Funny little kitchen tips & tricks

Huh. The first thing our dishwasher does when it starts is turn on the pump to remove the ‘old’ standing water in the bottom, so putting the vinegar down there at the start would be a total waste.

I use those antiseptic wipes to clean off my hand mixer. So much better than a soapy sponge.

OK, if your dishwasher pumps water out, either open it up after the pumping is complete, or save up some old laundry detergent cups. Put the vinegar in the cups, and the cups in the top rack of the dishwasher. Usually, but not always, they’ll turn over during the cycle.

We warm ours open side down. They tend to rock a bit when handling the cookie sheet but the sides never collapse.

So one of the “kitchen tips & tricks” you’re going to try involves buying a dog. My “golly, I should pick up a pizza cutter” pales, man.

Deseeding a pomegranate made super easy and mess free. (I’ve tried it, it really works).

Oh, something I saw the sandwich place do yesterday which struck me as brilliant.

They lay bacon on the heel of the bread to warm in the microwave. It soaks up the grease and uses nothing that you wouldn’t already throw out anyway. (Ignore this if you’re one of those crust eating weirdos ;))

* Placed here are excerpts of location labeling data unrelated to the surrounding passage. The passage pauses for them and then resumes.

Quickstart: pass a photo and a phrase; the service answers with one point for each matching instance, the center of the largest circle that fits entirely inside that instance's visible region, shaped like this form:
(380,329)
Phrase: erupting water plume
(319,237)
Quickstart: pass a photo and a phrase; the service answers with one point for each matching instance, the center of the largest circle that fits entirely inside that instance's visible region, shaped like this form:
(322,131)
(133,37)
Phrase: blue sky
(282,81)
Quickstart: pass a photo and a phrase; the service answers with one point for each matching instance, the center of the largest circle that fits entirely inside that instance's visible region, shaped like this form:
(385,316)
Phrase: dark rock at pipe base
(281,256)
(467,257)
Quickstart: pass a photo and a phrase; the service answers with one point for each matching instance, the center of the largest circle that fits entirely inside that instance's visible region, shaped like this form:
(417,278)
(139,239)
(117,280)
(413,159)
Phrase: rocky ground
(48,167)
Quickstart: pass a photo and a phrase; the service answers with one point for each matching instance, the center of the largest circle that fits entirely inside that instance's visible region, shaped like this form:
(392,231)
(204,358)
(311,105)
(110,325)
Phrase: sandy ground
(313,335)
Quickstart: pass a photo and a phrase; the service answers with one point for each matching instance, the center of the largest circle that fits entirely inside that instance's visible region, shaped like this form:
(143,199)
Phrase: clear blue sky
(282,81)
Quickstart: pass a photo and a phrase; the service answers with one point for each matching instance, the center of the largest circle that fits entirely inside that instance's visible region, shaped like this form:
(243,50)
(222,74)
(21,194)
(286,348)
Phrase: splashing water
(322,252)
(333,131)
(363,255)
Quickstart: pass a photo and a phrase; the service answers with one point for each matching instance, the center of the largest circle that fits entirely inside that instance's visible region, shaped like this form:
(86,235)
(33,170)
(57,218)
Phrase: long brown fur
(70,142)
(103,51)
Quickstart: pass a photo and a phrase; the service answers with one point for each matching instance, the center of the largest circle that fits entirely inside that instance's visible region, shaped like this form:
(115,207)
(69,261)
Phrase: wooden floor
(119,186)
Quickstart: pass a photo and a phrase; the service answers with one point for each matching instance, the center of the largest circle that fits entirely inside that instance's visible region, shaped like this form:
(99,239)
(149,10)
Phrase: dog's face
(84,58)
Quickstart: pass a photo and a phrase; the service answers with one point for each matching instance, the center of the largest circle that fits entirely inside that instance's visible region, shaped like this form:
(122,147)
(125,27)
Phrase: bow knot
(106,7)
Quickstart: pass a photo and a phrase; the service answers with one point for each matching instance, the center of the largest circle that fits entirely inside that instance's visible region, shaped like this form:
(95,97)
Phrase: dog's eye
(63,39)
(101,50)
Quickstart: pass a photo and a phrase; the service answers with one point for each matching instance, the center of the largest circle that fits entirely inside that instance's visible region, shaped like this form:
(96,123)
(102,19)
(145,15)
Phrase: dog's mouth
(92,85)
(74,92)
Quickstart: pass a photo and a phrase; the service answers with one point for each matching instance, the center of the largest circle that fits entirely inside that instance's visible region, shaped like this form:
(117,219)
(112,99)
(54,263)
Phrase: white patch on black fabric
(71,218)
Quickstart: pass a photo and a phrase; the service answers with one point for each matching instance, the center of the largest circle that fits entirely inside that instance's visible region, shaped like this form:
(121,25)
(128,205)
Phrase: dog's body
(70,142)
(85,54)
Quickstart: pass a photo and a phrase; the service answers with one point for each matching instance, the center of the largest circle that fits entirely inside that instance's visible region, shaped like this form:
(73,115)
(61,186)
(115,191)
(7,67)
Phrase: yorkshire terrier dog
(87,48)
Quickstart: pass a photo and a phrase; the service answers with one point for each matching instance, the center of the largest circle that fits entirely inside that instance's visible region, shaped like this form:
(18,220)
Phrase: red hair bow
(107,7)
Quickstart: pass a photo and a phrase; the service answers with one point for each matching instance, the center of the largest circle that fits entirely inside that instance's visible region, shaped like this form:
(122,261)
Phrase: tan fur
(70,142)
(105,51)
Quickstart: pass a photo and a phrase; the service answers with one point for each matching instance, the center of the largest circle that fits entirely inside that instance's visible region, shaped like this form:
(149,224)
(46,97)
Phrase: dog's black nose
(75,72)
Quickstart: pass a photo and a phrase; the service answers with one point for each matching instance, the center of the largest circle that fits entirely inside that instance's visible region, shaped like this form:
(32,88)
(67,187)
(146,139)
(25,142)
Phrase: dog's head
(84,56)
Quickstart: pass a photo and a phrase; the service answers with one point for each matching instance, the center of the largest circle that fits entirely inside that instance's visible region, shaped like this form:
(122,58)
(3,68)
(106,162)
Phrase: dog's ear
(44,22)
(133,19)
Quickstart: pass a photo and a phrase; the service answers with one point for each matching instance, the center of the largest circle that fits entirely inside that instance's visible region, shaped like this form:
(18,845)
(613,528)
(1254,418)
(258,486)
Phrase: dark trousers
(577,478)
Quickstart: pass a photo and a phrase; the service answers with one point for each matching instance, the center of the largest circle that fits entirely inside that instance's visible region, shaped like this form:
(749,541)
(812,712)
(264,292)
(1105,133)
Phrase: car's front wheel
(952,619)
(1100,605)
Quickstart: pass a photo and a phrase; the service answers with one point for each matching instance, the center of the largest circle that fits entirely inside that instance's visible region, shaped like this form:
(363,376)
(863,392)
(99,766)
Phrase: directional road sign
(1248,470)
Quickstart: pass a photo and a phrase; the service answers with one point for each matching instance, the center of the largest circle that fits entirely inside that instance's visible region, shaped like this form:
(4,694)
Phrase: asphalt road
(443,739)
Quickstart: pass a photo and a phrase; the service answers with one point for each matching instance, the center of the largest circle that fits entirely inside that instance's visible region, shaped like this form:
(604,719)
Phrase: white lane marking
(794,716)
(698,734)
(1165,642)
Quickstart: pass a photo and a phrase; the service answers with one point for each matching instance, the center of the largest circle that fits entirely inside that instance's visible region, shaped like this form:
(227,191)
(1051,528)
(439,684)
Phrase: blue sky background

I put dish soap in one of those pump dispensers hand soap comes in. When I want to do just a couple dishes I wet the sponge and put a small squirt from the dispenser on it. Voila, soapy sponge. Plus the top of the bottle doesn’t get crusty. When I need to do a whole sink full of dishes I just use the pump to add a couple squirts of soap to the water.

Yes, but the point is, even then the vinegar works on the plumbing inside by talking out the calcium build up below. As others have mentioned, you could also pour some in a small lid that would flip over.
Ours also pumps out first, but this vinegar trick has worked very well for us even so.

Yep…I love bleach. It kills everything so I don’t mind wiping down the floor with the kitchen towels at the end of their round of service that day.

Ooh, I just thought of another one!

I like to buy those little grape tomatoes for salads or to roast in the oven with garlic and kosher salt as a side dish with steak, but it took forever to slice them all in half until I read this trick in Cook’s Illustrated (which is my favorite kitchen magazine).

Take two tupperware lids. lay one upright and pile grape tomatoes (or grapes if you’re making tuna salad, etc.) on it in a single layer. Top with another tupperware lid, this one upside down, so the tomatoes are held inside the lip that runs around the lids. Take a long serrated knife and saw horizontally between the lids, and you’ve just halved twenty or more tomatoes in one fell swoop!

And put aside a few “good” dishtowels to bring out when you have company over.

That…that’s BRILLIANT!!!eleventyone :eek:

My contribution: a potato peeler works in both directions; this makes peeling carrots very quick, indeed. Downstroke, rotate slightly, upstroke, rotate, repeat.

Then, open up the pipes beneath the sink, capture the citrus mush, dump in a cup of hot tea with a sprig of mint, and yum!

Chef Troy, that is a wonderful tip! And I say that as someone who just sliced a zillion grapes for a chicken salad.

We have been known to have a day or two on occasion where we’ve forgotten to pick up dog food for the dogs. On these days, we make a pot of rice, add veggies and either small freeze-dried fish or some meat scraps to the rice with no sauce. Let it cool down for a few minutes, and the dogs have a “special dinner” that is still relatively healthy for them. Occasionally we’ll even put some leftover pan scrapings from a roast chicken or an egg-- either way, they’re both delighted with the change in menu.

Here’s another banana tip: when your bananas get a bit past the stage that you like to eat them, put them in a zip bag and freeze them, skin and all. Then, when you want to make banana bread, banana muffins or a smoothie, just peel and squeeze. For baking, they are already liquified, so no having to mush them up.

Pizza cutters are great for cutting brownies too.

Also, an easy way to line a pan with foil for that brownie batter, turn the pan over first and get a sort of mold of the pan with foil, then turn over and place inside. Leave the edges folding over a bit so you can lift the brownies (or cake or whatever) out. No digging in the pan to get that first piece out.